Mitochondria are “the powerhouse of the cell” (or so any fifth-grade biology textbook will tell you) because they use aerobic respiration to generate ATP, the molecular form of energy that powers cellular processes.
Structurally, mitochondria are unusual in that they have their own DNA. This is because they were initially bacterial cells that were long ago taken over by other cells, giving up their independence for a safe haven and giving their hosts an energy boost in return.
Mitochondrial DNA (mtDNA) codes for many of the proteins required for aerobic respiration, but not all of them. Respiration still requires many proteins encoded by the cell’s normal chromosomes. A new study suggests that the right match between mtDNA genes and chromosomal genes may hold the key to an organism’s health and that some mtDNA may even be beneficial.
This could become a problem because mtDNA mutations have been linked to a number of diseases and mitochondrial replacement has been posited as a means of preventing mitochondrial disease. Such a procedure would create humans containing DNA from three sources: a mother (nuclear DNA), a father (nuclear DNA), and a third person (mitochondrial DNA).
Because this idea is somewhat unprecedented, it has generated some debate, mainly on ethical grounds. The new study suggests it might be worth evaluating the idea on additional medical grounds.
The authors of the paper studied the effects of the mitochondrial-nuclear match by comparing mice with identical nuclear DNA but different mtDNA. This was possible because scientists bred different strains of genetically identical mice, allowing them to match the chromosomal DNA of one strain with the mitochondria of another. These mitochondrial genomes differed by thirty-four bases, a level of variability the authors say is comparable to that seen between African and Eurasian humans.
The research team put the mice through a battery of tests, examining their RNA and proteins they made, plus the chemicals related to their metabolism, then tested their physiological and biochemical functionality. Here you might expect some strange problems, but oddly most of the mtDNA effects seem positive.
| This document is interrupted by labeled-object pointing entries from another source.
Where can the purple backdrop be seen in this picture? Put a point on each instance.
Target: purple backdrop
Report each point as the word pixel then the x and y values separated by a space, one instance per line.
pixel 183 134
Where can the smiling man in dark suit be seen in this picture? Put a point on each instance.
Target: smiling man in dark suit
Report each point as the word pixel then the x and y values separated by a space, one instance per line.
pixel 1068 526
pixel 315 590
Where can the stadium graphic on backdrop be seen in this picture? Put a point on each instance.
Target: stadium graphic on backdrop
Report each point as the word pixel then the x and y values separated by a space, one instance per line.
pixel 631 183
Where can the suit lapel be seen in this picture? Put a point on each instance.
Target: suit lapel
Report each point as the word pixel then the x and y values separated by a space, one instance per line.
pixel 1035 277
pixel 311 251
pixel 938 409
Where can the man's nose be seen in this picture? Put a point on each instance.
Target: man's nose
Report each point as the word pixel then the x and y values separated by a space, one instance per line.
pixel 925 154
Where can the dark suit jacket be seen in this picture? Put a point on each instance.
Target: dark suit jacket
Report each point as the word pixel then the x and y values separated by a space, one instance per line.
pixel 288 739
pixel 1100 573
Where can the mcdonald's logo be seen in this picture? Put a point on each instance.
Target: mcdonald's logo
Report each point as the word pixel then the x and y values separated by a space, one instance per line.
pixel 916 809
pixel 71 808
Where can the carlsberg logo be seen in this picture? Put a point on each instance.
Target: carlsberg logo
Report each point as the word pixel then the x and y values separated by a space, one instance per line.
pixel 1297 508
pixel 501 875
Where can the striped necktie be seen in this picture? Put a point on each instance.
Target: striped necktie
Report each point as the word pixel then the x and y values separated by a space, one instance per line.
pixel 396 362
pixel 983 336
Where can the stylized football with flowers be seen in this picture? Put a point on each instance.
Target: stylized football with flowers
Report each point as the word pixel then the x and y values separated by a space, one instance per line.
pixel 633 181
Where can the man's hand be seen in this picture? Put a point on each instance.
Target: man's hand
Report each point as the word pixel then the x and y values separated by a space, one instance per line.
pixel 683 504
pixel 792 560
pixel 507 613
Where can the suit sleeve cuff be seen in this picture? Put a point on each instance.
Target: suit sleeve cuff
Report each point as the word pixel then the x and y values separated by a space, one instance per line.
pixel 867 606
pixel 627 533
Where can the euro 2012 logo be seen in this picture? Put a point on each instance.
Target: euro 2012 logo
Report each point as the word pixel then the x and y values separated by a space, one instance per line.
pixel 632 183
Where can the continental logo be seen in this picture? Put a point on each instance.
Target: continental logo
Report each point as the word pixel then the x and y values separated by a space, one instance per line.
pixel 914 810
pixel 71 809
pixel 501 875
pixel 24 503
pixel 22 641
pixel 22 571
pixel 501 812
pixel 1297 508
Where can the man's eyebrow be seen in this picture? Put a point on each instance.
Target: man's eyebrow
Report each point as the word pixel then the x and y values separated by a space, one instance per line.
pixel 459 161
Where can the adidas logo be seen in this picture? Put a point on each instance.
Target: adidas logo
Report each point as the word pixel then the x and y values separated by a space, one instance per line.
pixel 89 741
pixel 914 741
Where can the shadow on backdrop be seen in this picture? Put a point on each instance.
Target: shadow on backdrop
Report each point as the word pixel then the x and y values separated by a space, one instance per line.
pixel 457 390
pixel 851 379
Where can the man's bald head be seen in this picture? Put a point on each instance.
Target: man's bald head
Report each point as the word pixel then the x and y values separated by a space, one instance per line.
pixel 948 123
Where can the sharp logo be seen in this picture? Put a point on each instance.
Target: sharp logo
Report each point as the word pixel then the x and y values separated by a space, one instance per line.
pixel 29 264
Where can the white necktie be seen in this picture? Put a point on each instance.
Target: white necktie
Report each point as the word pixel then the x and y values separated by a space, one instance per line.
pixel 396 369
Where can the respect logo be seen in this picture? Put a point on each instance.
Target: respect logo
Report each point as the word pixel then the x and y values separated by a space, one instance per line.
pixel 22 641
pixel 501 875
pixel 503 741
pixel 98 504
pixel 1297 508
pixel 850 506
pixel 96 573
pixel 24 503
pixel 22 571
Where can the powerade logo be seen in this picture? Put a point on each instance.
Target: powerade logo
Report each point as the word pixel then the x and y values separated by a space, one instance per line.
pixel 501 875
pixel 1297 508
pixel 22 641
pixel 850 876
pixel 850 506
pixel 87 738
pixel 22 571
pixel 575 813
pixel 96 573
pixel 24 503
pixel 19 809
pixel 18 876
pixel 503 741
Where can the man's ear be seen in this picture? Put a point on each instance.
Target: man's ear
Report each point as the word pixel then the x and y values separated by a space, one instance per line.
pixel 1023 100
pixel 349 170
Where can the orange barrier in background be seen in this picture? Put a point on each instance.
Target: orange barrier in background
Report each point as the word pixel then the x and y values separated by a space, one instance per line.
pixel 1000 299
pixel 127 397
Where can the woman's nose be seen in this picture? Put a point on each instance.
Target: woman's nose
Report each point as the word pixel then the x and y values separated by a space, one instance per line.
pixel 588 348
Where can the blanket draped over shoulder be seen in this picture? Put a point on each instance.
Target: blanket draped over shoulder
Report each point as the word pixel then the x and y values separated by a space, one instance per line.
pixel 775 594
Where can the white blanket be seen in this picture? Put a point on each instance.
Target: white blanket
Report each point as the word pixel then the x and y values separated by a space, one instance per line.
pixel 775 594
The mice with the foreign mtDNA had a longer median lifespan (but not a longer maximal lifespan) and fewer tumors than the mice whose mtDNA matched their mother’s mtDNA. These mice were better able to tolerate the DNA-damaging reactive oxygen species that are a normal by-product of metabolism, and they were better able to regulate their insulin and cholesterol levels. The authors conclude that the new mtDNA “promotes healthier aging” against this chromosomal DNA background.
Of course, that’s just one chromosomal DNA background among those in dozens of different strains of mice. And the article does not address the complex genetic background present in the human population. The main takeaway here is that mtDNA matters. Different variants can affect cellular function and metabolism, which in turn can affect the health of an organism over the course of its life.
Now that we know, it’s probably worth seeing if this can also happen with human mitochondrial transplants.
Nature2016. DOI: 10.1038/nature18618 (About DOIs).